Leôncio Correia era espírita. Em 1922, entrou para o Congresso Espírita, no Rio de Janeiro. Pertenceu ao Conselho da Associação Espírita Obreiros do Bem, e se tornou presidente da Liga Espírita do Brasil, no triênio 1939-1942. No dia 15 de Novembro de 1939, na Associação Brasileira de Imprensa, na comemoração do Cinquentenário do Brasil República, ocupou a presidência de honra do 1º Congresso Brasileiro de Jornalistas Espíritas.

Leôncio Correia faleceu no Rio de Janeiro, em 19 de junho de 1950, pouco antes de completar 85 anos de idade. Seus restos mortais repousam em sepultura, ao lado da poetisa Júlia da Costa, no Instituto Histórico e Geográfico, em Paranaguá-PR.
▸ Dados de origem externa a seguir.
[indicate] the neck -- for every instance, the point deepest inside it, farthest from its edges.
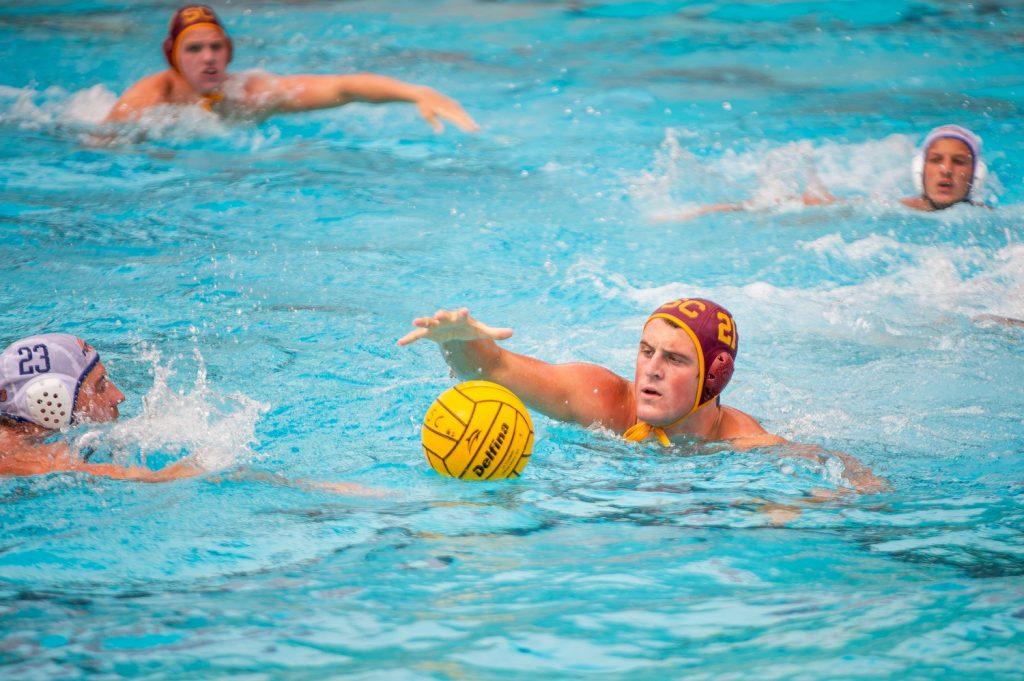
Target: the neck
(184, 92)
(701, 423)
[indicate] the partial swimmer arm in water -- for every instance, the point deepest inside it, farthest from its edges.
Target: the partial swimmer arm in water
(57, 458)
(298, 93)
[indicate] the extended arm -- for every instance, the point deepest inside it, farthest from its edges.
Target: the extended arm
(148, 92)
(173, 472)
(298, 93)
(579, 392)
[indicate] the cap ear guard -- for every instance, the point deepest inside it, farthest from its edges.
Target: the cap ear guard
(48, 401)
(718, 376)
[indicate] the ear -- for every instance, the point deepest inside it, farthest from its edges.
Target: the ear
(718, 375)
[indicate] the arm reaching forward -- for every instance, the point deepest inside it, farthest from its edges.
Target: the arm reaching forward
(299, 93)
(578, 392)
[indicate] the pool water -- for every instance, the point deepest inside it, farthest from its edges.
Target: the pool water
(245, 284)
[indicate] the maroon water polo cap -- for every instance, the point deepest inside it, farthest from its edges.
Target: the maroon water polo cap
(186, 18)
(713, 331)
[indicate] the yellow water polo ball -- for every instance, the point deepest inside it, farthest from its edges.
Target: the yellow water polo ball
(477, 430)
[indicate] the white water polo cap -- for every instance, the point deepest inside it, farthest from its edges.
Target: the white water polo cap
(973, 142)
(40, 377)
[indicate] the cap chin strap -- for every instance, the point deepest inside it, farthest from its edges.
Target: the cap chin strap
(642, 430)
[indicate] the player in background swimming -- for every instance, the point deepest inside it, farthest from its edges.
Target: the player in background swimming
(685, 358)
(199, 49)
(947, 170)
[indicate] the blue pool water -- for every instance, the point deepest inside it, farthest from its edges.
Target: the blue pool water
(246, 282)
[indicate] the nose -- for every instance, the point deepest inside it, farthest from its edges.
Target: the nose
(654, 368)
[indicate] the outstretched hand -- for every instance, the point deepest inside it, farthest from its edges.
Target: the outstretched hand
(448, 326)
(433, 105)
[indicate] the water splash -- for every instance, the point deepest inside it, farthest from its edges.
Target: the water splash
(216, 431)
(687, 173)
(80, 115)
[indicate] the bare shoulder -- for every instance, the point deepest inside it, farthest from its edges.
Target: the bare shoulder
(742, 430)
(151, 91)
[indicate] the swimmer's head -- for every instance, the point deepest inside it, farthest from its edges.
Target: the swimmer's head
(685, 359)
(198, 47)
(949, 168)
(51, 380)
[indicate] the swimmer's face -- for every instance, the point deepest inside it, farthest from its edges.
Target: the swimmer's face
(202, 58)
(667, 376)
(948, 172)
(98, 397)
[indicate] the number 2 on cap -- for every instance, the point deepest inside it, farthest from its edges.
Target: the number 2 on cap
(726, 332)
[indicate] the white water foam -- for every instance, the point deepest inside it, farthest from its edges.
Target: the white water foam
(776, 176)
(215, 431)
(81, 114)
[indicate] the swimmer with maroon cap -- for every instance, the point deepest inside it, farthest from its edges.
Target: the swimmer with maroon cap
(198, 50)
(49, 383)
(685, 359)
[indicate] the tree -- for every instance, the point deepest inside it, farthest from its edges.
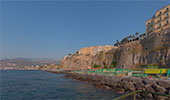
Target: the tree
(131, 37)
(117, 43)
(136, 34)
(124, 40)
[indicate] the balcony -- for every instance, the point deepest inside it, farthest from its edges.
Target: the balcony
(166, 17)
(166, 11)
(159, 27)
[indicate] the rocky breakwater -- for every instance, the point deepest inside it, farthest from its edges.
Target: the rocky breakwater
(127, 84)
(154, 49)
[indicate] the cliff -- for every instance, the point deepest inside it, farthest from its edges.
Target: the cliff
(155, 49)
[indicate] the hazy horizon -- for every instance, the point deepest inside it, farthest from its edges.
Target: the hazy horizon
(55, 28)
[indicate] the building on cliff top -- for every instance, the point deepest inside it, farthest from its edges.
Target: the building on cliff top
(159, 22)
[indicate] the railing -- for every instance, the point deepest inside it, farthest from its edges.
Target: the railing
(140, 91)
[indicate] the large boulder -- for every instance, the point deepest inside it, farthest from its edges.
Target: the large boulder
(128, 86)
(159, 89)
(165, 84)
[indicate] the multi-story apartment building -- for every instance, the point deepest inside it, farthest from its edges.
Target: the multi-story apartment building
(159, 22)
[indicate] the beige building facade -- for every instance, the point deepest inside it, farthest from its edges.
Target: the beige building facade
(159, 22)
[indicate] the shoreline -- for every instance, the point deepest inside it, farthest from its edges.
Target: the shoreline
(123, 85)
(119, 84)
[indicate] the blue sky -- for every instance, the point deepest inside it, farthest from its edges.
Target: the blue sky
(54, 28)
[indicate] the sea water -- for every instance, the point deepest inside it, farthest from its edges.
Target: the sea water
(41, 85)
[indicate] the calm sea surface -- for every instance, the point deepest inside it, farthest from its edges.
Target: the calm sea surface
(41, 85)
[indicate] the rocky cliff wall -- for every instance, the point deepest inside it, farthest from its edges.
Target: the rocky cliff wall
(155, 49)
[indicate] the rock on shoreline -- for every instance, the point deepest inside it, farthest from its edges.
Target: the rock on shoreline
(127, 84)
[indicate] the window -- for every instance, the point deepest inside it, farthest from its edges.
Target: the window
(167, 21)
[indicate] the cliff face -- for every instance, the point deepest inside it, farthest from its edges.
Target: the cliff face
(155, 49)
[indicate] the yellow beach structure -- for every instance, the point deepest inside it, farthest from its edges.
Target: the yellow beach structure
(159, 22)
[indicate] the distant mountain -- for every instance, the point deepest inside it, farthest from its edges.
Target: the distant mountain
(22, 62)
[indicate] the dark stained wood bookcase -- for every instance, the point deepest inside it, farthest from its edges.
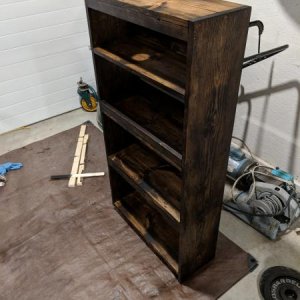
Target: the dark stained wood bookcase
(168, 73)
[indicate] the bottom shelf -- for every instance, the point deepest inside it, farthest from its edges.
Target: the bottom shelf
(162, 239)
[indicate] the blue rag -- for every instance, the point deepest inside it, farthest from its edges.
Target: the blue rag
(4, 168)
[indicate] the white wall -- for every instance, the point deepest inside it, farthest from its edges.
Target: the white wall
(44, 49)
(268, 116)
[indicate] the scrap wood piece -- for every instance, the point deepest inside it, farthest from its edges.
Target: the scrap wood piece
(76, 161)
(79, 179)
(82, 159)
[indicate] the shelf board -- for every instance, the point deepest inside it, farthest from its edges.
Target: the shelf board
(152, 141)
(154, 244)
(135, 164)
(159, 65)
(156, 117)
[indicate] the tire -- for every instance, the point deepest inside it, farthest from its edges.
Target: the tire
(88, 108)
(280, 283)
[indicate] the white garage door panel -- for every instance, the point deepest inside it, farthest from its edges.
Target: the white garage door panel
(31, 67)
(37, 103)
(8, 88)
(32, 37)
(32, 22)
(28, 8)
(16, 55)
(28, 95)
(44, 50)
(37, 115)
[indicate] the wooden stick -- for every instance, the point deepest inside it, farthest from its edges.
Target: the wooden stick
(80, 170)
(75, 166)
(82, 159)
(82, 175)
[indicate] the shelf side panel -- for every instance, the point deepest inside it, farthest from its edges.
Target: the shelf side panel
(215, 55)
Como parte das comemorações do 1º Centenário do Estado do Paraná, o, então, Governador Bento Munhoz da Rocha mandou editar as “Obras Completas” de Leôncio Correia, prefaciadas por nomes ilustres da nossa literatura, como Rodrigo Otávio Filho, Andrade Muricy, Othon Costa, etc. Todos enalteceram, em vários aspectos, a fecunda existência desse inesquecível paranaense. Na ocasião, os livros foram doados a todas as escolas públicas estaduais paranaenses.

Vivendo longe do Paraná e muito além de Paranaguá, sua terra natal, como jornalista, homem público, educador e político, elevou o nome do Paraná a nível nacional, expressando o seu amor cívico à sua pátria, nas palavras:

O meu desejo sempre foi diariamente ouvir o nome do Paraná falado, criticado, caluniado, elogiado, combatido, defendido, motejado, engrandecido, malsinado, mas nunca esquecido!”

 

 

Prof.ª Dr.ª Gilka Correia
Presidente do Centro de Letras de Paranaguá Leôncio Correia.

 

 

 

 

 

REFERÊNCIAS
 

CARNEIRO, DAVID. Galeria de ontem e de hoje. Livro primeiro da galeria de ontem, páginas 381 e 382, Editora Vanguarda, Curitiba, 1963.

CORREIA, LEÔNCIO. Obras completas. FRAUTA DE OUTONO 2. Edição Comemorativa do 1º Centenário do Estado do Paraná, a mando do Governador Beto Munhoz da Rocha, Curitiba-Pr, 1954.

COSTA, OTHON. Frauta de Outono, 2. Obras de Leôncio Correia, Prefácio, Edição do Estado do Paraná, Curitiba, 1954.

KARAN, P R. Leôncio Correia: Biografia. Antologia. Edicção artesanal. Biblioteca Pública do Paraná. 2003.

MURILO, CLAUDIO. Leôncio Correia, o Poeta do Amor. Revista da Academia Carioca de Letras, Brochura com versos e comentários. Editora Prata da Casa, Curitiba, 1957.